The phenomenon of medical killing has been largely ignored and there has been no attempt to understand the basis for such extreme behaviour. In this book, I explore clinicide a new termdefined as the death of multiple patients in the course of treatment by a doctor. The study of clinicide raises powerful and disturbing questions: why do doctors deliberately kill their patients, ignore appalling death rates, or use their medical skills to participate in horrendous experiments, torture or genocidal murder in the service of the state?
Medical murders are appalling but unusual crimes. It is a paradox, considering the extraordinary effort, discipline and devotion that it takes to become a doctor when throughout history medicine has been regarded as a sacred calling. While the incidence of medical killing is very low, this is little consolation to the victims or their families.

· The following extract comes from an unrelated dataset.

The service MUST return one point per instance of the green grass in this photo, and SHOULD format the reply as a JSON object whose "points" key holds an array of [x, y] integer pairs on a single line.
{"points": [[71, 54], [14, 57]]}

I have examined clinicide in the context of the history of medicine, forensic psychiatry and sociology. The role of the healer, medicine man or doctor is universal and little, aside from advances in technology, will change this. The motives of doctors are as much an expression of the prevailing culture as scientific progress which, in many cases is suborned by its practitioners for all too-human motives.
I explore medical killers over time, focusing on Harold Shipman, Michael Swango, Harry Bailey, John Bodkin Adams and Radovan Karadzic.
That some doctors become killers says much about human nature, society and the practice of medicine. But it should be remembered that very, very few members of a great profession follow this path. The practice of medicine is an inherently good activity, and it is to the credit of the profession that there are so few killers. I hope this book will make a contribution to keeping it this way.
Dr Robert M. Kaplan
March, 2009
1
The rise and fall of the medical calling
The most incisive words on medical murder were written in 1978 by forensic pathologist Keith Simpson:
Doctors are in a particularly good position to commit murder and escape detection. Their patients, sometimes their own fading wives, more often merely aging nuisances, are in their sole hands. Dangerous drugs and powerful poisons lie in their professional bags or in their surgery. No one is watching or questioning them, and a change in symptoms, a sudden grave turn for the worst or even death is for them alone to interpret.
Doctors, Simpson pointed out, authorise the removal of a dead patient by writing the death certificate. If they take the law into their own hands, it is only likely to emerge through chance, whisperings or rumour, or careless disposal of the body. That medical murder emerges so seldom, considering the number of practitioners, is either a testimony to their moral fibre or the ease with which they can conceal crime.
English psychiatrist Herbert Kinnell rates doctors as the greatest killers among all the professions. Doctors as a group are murderous: they kill family and friends; they kill their patients; and they kill strangers, chiefly for political reasons, by torture, mass murder or genocide.
Medicine has always had an attraction to those interested in power over life and death, status and the acquisition of wealth. The first factor in its appeal to potential killers was the institutionalisation of medicine. Legitimisation put the medical profession in a position of power, authority and status it has ever since been reluctant to cede, a built-in factor attracting a certain kind of psychopath.